I wasn’t sure what to say to that, so instead, I steered the conversation to easier topics. We talked about movies and songs we liked, and after I explained how my uncle had taught me to play the guitar, she told me that she knew the words to practically every song in half a dozen Disney movies even before she started school. She talked to me about her years in dance and the concerts she’d performed and raved about her private vocal coach in Chicago. Even in college, she’d traveled to see him every other week, despite the other time-consuming requirements of her major. When she finally mentioned the names of the managers she would meet in Nashville and the singers they represented—as well as their strengths and weaknesses—along with the vagaries of the music business in general, I thought again that Morgan was a lot more than a pretty face. There was a sophistication to her that I’d never seen in someone so young, and I was struck by the realization that my own attempts at chasing my dream had paled in comparison. While she’d been thoughtfully building her skills one step at a time and laying the groundwork for later success, I’d just been having fun.

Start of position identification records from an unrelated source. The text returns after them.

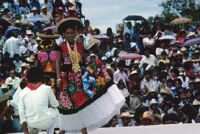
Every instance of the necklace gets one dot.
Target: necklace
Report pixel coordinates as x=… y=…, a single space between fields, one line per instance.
x=75 y=58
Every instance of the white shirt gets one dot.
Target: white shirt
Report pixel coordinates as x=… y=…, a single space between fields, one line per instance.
x=33 y=106
x=17 y=65
x=86 y=40
x=47 y=16
x=32 y=15
x=150 y=84
x=152 y=60
x=160 y=50
x=60 y=40
x=118 y=75
x=32 y=48
x=14 y=102
x=148 y=41
x=12 y=46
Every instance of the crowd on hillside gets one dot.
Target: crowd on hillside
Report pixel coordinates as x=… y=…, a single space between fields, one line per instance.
x=160 y=87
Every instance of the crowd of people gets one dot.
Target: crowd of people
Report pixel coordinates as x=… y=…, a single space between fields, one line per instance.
x=160 y=87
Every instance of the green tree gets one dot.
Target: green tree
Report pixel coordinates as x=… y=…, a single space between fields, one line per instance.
x=180 y=8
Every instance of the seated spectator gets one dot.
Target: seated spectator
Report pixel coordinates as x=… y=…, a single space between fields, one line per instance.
x=45 y=113
x=126 y=120
x=149 y=59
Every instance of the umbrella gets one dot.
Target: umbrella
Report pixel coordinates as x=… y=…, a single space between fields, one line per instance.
x=93 y=42
x=191 y=42
x=181 y=20
x=131 y=56
x=134 y=17
x=35 y=19
x=101 y=36
x=167 y=37
x=10 y=29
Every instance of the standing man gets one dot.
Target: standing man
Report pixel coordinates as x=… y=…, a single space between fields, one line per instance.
x=12 y=45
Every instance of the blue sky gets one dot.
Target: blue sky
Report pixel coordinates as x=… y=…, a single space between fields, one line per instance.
x=107 y=13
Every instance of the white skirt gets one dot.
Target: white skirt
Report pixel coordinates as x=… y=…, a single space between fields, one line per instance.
x=95 y=115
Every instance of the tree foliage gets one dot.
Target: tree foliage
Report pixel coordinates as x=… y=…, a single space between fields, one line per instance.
x=180 y=8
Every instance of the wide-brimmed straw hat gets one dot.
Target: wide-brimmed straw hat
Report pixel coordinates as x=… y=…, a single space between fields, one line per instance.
x=47 y=36
x=69 y=22
x=5 y=96
x=196 y=103
x=34 y=9
x=126 y=114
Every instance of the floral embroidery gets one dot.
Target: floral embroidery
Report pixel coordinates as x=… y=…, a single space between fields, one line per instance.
x=42 y=56
x=67 y=60
x=63 y=81
x=65 y=100
x=80 y=98
x=64 y=49
x=77 y=78
x=53 y=55
x=70 y=76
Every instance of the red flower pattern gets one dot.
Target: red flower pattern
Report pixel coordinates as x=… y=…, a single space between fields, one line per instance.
x=63 y=81
x=70 y=76
x=80 y=98
x=65 y=101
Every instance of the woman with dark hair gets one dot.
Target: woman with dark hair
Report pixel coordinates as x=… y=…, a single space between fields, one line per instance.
x=82 y=88
x=37 y=104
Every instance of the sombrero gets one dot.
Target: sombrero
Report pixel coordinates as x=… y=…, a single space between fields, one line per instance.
x=46 y=36
x=69 y=22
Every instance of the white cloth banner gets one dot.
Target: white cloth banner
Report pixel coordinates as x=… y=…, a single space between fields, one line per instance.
x=155 y=129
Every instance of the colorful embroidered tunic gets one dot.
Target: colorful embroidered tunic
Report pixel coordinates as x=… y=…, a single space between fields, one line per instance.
x=80 y=89
x=47 y=62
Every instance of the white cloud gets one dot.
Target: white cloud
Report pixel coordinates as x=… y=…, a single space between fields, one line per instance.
x=107 y=13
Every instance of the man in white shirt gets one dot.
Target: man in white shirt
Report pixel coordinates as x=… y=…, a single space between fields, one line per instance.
x=12 y=45
x=150 y=59
x=147 y=83
x=34 y=13
x=86 y=37
x=149 y=41
x=45 y=14
x=37 y=104
x=120 y=74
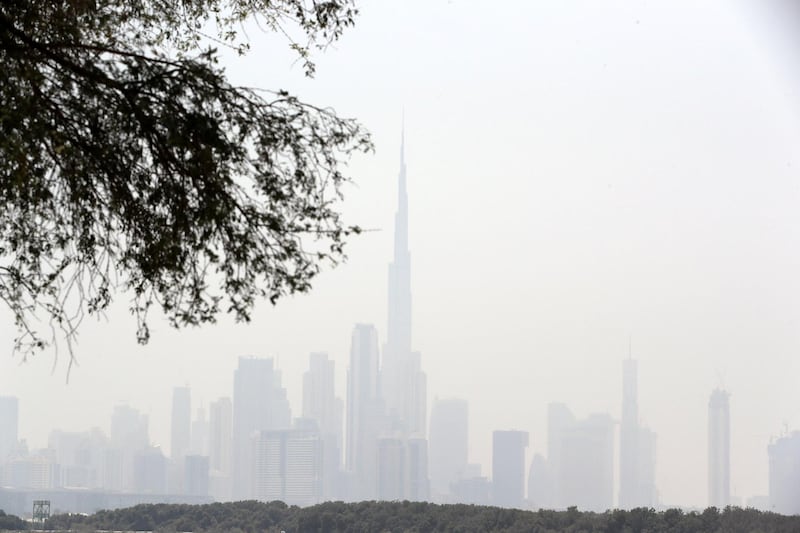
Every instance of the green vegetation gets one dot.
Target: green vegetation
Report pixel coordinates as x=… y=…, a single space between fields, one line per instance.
x=128 y=160
x=250 y=516
x=11 y=522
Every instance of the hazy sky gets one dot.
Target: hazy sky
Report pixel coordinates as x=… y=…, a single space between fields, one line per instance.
x=580 y=173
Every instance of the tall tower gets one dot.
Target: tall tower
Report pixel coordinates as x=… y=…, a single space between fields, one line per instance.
x=508 y=468
x=259 y=403
x=403 y=384
x=719 y=449
x=9 y=424
x=321 y=404
x=181 y=434
x=629 y=438
x=449 y=439
x=220 y=442
x=364 y=412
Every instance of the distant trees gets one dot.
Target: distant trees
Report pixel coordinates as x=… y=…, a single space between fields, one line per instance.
x=10 y=522
x=365 y=517
x=128 y=160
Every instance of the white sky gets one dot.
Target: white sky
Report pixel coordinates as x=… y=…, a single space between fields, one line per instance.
x=580 y=173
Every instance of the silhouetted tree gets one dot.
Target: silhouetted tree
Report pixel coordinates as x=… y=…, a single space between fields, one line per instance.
x=129 y=161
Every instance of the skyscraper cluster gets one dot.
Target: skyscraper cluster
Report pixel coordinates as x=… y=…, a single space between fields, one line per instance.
x=377 y=444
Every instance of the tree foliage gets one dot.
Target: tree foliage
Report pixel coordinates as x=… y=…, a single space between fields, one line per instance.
x=128 y=161
x=405 y=516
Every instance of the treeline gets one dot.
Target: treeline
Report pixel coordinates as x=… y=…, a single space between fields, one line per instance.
x=11 y=522
x=374 y=517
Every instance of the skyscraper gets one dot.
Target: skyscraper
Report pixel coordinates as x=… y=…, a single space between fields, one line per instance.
x=784 y=474
x=129 y=435
x=220 y=442
x=259 y=403
x=364 y=412
x=403 y=384
x=583 y=472
x=9 y=424
x=508 y=468
x=629 y=438
x=181 y=429
x=448 y=444
x=321 y=404
x=392 y=469
x=418 y=484
x=200 y=433
x=288 y=466
x=719 y=449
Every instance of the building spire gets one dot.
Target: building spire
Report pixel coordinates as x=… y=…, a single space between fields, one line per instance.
x=403 y=139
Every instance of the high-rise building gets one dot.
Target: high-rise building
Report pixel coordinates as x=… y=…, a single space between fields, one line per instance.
x=636 y=447
x=150 y=471
x=403 y=469
x=540 y=484
x=220 y=448
x=259 y=404
x=181 y=428
x=629 y=438
x=719 y=449
x=9 y=426
x=129 y=435
x=196 y=475
x=784 y=475
x=288 y=466
x=79 y=456
x=418 y=485
x=508 y=468
x=364 y=412
x=403 y=384
x=391 y=469
x=448 y=445
x=648 y=494
x=583 y=473
x=559 y=418
x=321 y=404
x=199 y=433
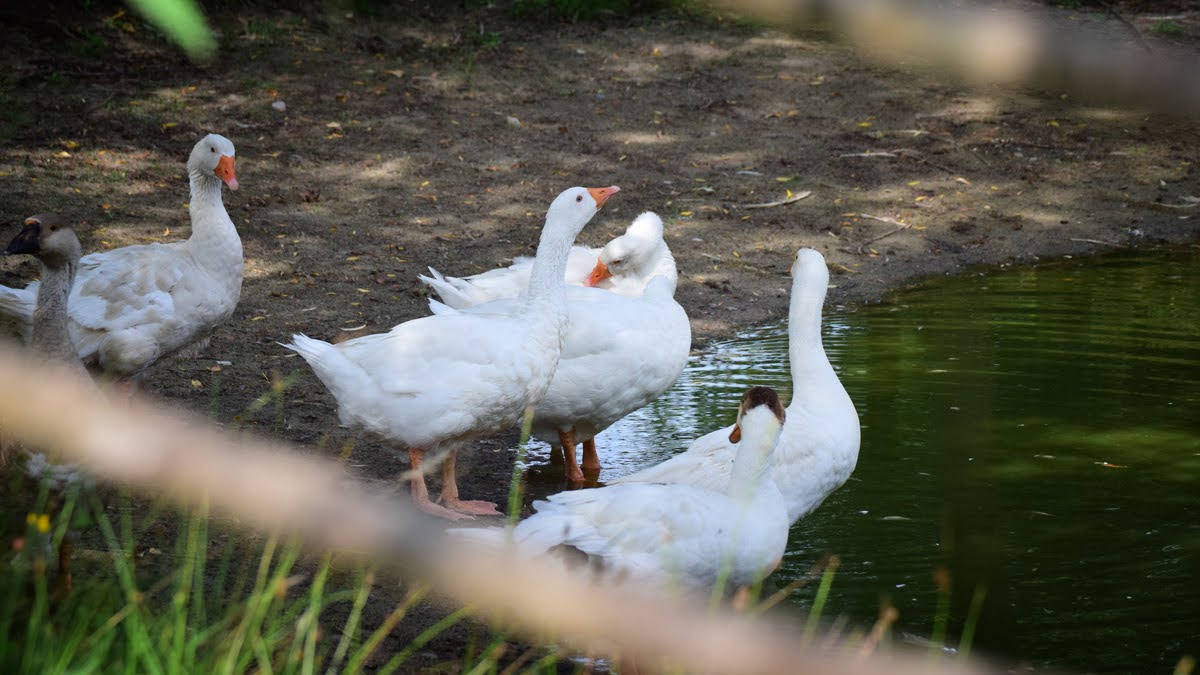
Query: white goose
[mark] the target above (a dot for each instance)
(819, 448)
(619, 354)
(135, 306)
(624, 266)
(672, 535)
(433, 383)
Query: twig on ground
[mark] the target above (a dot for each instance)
(886, 234)
(881, 219)
(1137, 34)
(922, 159)
(271, 487)
(796, 197)
(1097, 242)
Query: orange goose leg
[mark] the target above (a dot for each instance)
(449, 496)
(421, 494)
(571, 464)
(591, 459)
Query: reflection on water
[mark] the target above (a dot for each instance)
(1037, 431)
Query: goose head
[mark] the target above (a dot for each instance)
(633, 251)
(48, 238)
(761, 414)
(214, 156)
(575, 207)
(810, 276)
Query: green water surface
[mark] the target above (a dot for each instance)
(1035, 431)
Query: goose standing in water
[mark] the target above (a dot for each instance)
(672, 535)
(433, 383)
(819, 448)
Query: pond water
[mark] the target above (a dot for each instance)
(1035, 431)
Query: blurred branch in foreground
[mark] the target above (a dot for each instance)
(183, 22)
(267, 485)
(994, 43)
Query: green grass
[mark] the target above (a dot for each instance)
(187, 614)
(1167, 27)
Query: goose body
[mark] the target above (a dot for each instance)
(819, 448)
(135, 306)
(619, 354)
(672, 535)
(49, 239)
(433, 383)
(624, 266)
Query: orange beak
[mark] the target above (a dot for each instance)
(601, 193)
(599, 274)
(225, 172)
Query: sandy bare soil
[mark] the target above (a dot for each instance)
(431, 139)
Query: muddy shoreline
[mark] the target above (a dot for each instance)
(438, 141)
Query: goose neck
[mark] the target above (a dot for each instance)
(546, 285)
(51, 332)
(805, 348)
(749, 472)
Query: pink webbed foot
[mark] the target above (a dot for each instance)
(472, 507)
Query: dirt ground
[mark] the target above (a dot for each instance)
(430, 138)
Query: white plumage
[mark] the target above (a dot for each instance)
(819, 448)
(436, 382)
(672, 535)
(135, 306)
(619, 354)
(624, 266)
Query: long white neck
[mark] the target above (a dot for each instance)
(51, 330)
(815, 384)
(546, 286)
(214, 240)
(804, 346)
(760, 432)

Strangely, I wasn’t jealous about that, nor was I jealous that she’d had advantages and opportunities that I didn’t. Instead, I was happy for her, mainly because I remembered how much the dream had once meant to me. I also simply liked listening to her talk, and I realized the more I learned about her, the more I wanted to know.

When we reached Fort De Soto Park, I followed the signs and parked in a gravel lot near a wooden shack that offered kayaks for rent. Both of us got out of the truck and headed toward the attendant, who took the cash and handed each of us a paddle and a life preserver.